Jennie was quiet and comfortable on the first night in the hospital but had a decreased appetite and manure production. In the morning, blood work was rechecked and treatments were adjusted accordingly. 

Over the next couple of days, as Jennie’s clinical signs improved and appetite returned, treatments were gradually decreased and then discontinued. After five days in the hospital, Jennie was brighter, eating well, and keeping the equine support staff busy by producing lots of manure.

Jennie and Sparkles were discharged from the hospital with very clear instructions for continued care at home.  

“Being new to equines, looking back on our experience with the Equine Medical Center we are very fortunate.,” Witt said. “I was immediately impressed by communications from staff, from the initial intake at the front desk to the explanation of the course of action that the doctors thought necessary."
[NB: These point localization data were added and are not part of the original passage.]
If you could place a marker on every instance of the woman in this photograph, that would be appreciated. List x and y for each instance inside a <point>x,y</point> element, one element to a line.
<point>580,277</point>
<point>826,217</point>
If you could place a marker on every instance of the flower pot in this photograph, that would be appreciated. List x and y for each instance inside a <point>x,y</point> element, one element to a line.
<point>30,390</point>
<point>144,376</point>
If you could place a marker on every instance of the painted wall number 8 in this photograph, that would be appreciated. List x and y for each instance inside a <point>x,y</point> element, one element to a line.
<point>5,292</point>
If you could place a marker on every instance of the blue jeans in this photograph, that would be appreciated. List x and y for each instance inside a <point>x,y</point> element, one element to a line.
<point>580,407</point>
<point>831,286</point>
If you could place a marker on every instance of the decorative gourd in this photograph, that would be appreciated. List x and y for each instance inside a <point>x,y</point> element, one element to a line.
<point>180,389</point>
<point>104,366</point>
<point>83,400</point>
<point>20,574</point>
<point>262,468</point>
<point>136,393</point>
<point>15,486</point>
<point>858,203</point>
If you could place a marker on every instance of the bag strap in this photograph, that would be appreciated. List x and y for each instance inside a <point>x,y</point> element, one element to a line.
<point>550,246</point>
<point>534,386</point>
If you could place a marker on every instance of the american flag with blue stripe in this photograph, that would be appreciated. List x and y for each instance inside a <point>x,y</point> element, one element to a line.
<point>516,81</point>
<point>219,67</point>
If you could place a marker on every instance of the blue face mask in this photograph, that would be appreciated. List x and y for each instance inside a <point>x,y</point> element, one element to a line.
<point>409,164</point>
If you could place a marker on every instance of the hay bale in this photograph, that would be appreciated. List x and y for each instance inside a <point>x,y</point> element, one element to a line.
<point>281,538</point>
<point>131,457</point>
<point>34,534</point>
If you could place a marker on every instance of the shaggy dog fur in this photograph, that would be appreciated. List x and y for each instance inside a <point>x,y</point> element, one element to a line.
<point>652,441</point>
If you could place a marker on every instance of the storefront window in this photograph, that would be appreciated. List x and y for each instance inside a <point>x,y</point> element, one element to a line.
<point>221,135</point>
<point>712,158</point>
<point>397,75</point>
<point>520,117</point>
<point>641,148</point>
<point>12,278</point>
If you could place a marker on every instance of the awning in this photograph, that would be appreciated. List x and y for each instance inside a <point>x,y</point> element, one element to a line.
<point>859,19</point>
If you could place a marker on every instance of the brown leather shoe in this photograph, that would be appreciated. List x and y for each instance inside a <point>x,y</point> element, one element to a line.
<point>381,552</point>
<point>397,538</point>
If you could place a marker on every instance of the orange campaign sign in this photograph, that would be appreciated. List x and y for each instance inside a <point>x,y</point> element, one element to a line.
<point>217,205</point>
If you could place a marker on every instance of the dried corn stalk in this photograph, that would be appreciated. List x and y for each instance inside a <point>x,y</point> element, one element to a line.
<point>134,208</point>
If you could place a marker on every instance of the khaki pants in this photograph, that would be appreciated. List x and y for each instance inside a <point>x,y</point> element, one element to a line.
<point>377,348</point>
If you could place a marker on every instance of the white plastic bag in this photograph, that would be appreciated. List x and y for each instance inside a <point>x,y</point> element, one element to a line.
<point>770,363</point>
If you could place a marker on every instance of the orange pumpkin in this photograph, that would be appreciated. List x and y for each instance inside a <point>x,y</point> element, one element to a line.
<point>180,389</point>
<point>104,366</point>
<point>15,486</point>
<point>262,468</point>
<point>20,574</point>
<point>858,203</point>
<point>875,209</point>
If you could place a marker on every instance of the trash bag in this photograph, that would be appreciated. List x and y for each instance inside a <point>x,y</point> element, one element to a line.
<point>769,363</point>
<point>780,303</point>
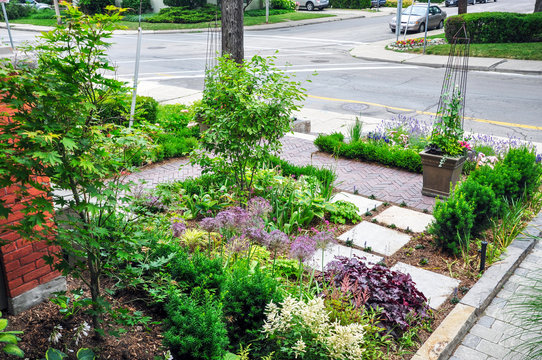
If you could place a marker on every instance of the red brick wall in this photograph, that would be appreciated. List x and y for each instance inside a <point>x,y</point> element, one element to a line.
<point>22,262</point>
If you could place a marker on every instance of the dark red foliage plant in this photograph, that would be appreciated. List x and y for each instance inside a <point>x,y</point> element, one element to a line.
<point>401,304</point>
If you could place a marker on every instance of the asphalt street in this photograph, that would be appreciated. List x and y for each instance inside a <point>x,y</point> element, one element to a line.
<point>320,53</point>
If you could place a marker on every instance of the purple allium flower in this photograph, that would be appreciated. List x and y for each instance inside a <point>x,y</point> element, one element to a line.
<point>275,239</point>
<point>323,239</point>
<point>153,202</point>
<point>233,218</point>
<point>302,248</point>
<point>259,207</point>
<point>208,224</point>
<point>257,234</point>
<point>177,227</point>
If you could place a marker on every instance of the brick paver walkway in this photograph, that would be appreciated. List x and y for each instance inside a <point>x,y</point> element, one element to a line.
<point>497,333</point>
<point>386,184</point>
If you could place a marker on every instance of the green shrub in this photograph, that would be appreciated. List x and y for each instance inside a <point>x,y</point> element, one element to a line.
<point>15,11</point>
<point>453,222</point>
<point>195,328</point>
<point>283,4</point>
<point>196,270</point>
<point>117,111</point>
<point>134,5</point>
<point>94,6</point>
<point>485,205</point>
<point>351,4</point>
<point>190,4</point>
<point>371,151</point>
<point>245,296</point>
<point>345,211</point>
<point>521,163</point>
<point>497,27</point>
<point>183,15</point>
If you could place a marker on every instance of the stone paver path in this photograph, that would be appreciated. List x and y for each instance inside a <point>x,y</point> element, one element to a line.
<point>386,184</point>
<point>497,333</point>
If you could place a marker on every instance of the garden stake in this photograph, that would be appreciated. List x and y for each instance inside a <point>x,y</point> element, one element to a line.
<point>483,256</point>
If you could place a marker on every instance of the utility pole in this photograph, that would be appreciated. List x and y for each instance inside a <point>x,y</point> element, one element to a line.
<point>232,29</point>
<point>462,6</point>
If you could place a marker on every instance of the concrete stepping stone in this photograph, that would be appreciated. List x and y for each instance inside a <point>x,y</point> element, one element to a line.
<point>340,250</point>
<point>405,218</point>
<point>379,238</point>
<point>435,287</point>
<point>364,204</point>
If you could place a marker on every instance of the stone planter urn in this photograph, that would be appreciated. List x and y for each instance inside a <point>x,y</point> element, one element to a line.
<point>437,178</point>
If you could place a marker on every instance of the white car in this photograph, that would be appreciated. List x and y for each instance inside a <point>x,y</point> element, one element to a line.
<point>310,5</point>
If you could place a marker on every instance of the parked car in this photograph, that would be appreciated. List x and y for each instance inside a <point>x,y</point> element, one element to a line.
<point>375,3</point>
<point>454,2</point>
<point>34,4</point>
<point>417,18</point>
<point>310,5</point>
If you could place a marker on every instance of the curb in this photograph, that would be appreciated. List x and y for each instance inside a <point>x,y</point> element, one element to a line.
<point>442,65</point>
<point>443,341</point>
<point>175,31</point>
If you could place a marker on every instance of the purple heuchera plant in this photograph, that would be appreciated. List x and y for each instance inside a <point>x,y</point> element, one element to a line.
<point>178,227</point>
<point>302,248</point>
<point>395,293</point>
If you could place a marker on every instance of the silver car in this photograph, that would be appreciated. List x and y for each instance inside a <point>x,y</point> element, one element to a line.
<point>310,5</point>
<point>417,18</point>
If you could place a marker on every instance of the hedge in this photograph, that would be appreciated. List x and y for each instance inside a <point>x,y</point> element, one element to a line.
<point>385,154</point>
<point>497,27</point>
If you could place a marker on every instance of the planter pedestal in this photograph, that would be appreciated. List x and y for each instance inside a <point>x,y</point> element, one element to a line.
<point>437,180</point>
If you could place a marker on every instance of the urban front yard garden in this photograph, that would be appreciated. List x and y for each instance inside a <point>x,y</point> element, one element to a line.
<point>252,257</point>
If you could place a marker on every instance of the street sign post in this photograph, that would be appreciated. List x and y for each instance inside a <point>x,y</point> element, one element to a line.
<point>3,2</point>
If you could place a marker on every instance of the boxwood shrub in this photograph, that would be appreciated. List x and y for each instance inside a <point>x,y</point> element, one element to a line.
<point>481,197</point>
<point>407,159</point>
<point>497,27</point>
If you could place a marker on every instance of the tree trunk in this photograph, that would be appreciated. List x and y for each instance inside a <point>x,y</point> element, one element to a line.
<point>57,12</point>
<point>232,29</point>
<point>462,7</point>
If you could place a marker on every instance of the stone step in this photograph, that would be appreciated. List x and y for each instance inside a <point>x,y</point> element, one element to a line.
<point>405,218</point>
<point>379,238</point>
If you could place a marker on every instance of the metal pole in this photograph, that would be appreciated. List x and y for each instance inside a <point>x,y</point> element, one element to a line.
<point>426,22</point>
<point>136,71</point>
<point>398,22</point>
<point>483,256</point>
<point>7,25</point>
<point>408,21</point>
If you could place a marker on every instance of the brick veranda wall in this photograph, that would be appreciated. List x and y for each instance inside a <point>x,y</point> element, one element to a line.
<point>26,277</point>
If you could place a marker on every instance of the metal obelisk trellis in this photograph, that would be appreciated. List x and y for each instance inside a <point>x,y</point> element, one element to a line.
<point>214,42</point>
<point>454,85</point>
“We were very surprised to hear from the doctors every morning and evening with just routine updates on how Jennie and Sparkles were responding to treatment. Also worth noting is that every time we came to visit, the staff were very inviting and always had something sweet to say about how our girls were doing. I am confident in saying that although this is our first emergency medical situation with our donkeys, the Equine Medical Center has set a very high bar!”